Formation Fi: Velocity of Volatility and Variance (VVV)
Crash Protection For Crypto-DeFi Portfolios
We propose a novel portfolio weighting technique that considers certain stylized facts about the financial markets. During market crashes, assets tend to have higher correlations. An additional observation is that volatilities tend to be higher during market crashes. We adjust the volatilities and the variances (including covariances) of assets depending on how fast they are likely to change during market crashes. Hence, we term this methodology the VVV crash protection mechanism.
Our approach is ideally suited for crypto assets which, even during normal times, are very volatile and are also heavily correlated. Hence, we can expect much higher volatilities and correlations in the crypto investment landscape during a downturn. Our protection scheme is tailor made for beating benchmarks when markets head downward. Our methodology also performs better than other weighting schemes over an entire bull and bear market cycle with no significant underperformance during upward market trends.

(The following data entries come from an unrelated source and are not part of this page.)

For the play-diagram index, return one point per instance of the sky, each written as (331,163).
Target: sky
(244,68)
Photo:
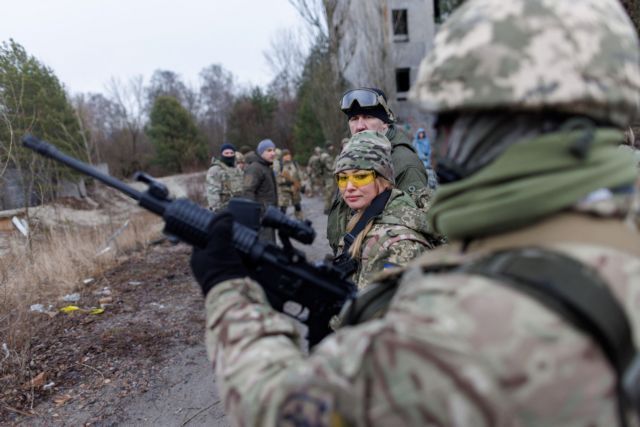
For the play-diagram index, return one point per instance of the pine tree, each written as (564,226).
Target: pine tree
(173,131)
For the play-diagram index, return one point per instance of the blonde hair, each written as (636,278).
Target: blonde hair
(382,184)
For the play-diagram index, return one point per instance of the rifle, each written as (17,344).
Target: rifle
(318,291)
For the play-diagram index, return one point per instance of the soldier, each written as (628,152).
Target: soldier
(259,183)
(240,161)
(224,180)
(367,109)
(289,184)
(327,165)
(520,320)
(314,169)
(390,228)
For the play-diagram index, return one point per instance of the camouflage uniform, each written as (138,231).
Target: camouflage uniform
(399,233)
(222,183)
(398,236)
(459,349)
(410,177)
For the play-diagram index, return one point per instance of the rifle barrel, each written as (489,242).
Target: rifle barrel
(48,150)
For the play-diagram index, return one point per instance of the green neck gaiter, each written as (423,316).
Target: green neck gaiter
(530,180)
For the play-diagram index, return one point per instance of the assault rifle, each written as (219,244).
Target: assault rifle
(317,291)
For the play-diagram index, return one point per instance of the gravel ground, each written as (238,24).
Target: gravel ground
(140,363)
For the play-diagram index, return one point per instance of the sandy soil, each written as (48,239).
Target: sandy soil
(141,362)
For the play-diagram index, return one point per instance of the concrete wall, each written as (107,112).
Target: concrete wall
(370,54)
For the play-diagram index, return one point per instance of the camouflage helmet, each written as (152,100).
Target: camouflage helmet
(367,150)
(576,57)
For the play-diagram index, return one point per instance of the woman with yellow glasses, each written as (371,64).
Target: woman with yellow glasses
(386,228)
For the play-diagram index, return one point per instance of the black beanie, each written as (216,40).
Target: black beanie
(227,146)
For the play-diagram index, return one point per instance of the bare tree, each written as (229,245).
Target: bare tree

Crash Course in Financial Markets
All of finance, through time, has involved three simple outcomes: “Buy, Sell or Hold”. The complications are mainly to get to these results. These three outcomes can also be viewed as only two actions since “Hold” is doing nothing. These two actions are driven by a simple singular objective: to obtain higher returns or to get more money from the money we already have by putting it into financial securities. Hence, we could state that finance has always been about one simple goal with two simple actions. This simple perspective on finance can be seen to have persisted throughout history and all forms of markets and instruments.

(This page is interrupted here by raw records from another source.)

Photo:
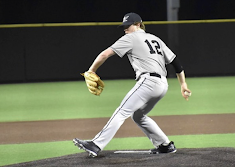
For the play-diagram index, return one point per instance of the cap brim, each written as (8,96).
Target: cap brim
(125,24)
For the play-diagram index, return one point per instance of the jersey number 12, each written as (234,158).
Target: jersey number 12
(156,45)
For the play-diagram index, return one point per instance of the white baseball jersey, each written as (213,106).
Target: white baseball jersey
(146,52)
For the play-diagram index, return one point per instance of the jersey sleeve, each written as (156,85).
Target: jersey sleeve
(168,54)
(122,45)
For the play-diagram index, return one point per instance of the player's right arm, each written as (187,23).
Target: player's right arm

The differences in the markets have been mainly about the number of participants that could get involved and the frequency of their interactions. The different financial instruments, both in terms of their nomenclature and their properties, are merely manifestations of which and how many parties are involved in a transaction and the contractual circumstances or the legal clauses that govern the transaction. The prices of assets are dictated to a great extent by the discounted expected values of future benefits, which are cash flows, that one hopes to obtain by holding a security.
Despite the several advances in the social sciences, and in particular economic and financial theory, we have yet to discover an objective measuring stick of value, a so called, True Value Theory. Some would compare the search for such a theory to the medieval alchemists’ obsession with turning everything into gold. For our present purposes, the lack of such an objective measure means that the difference in value, as assessed by different participants under nearly identical conditions, can effect a transfer of wealth or a buy or sell decision. This lack of an objective measure of value, (value can be synonymously referred to as the price of an instrument), makes prices react at varying degrees and at varying speeds to the pull of different factors.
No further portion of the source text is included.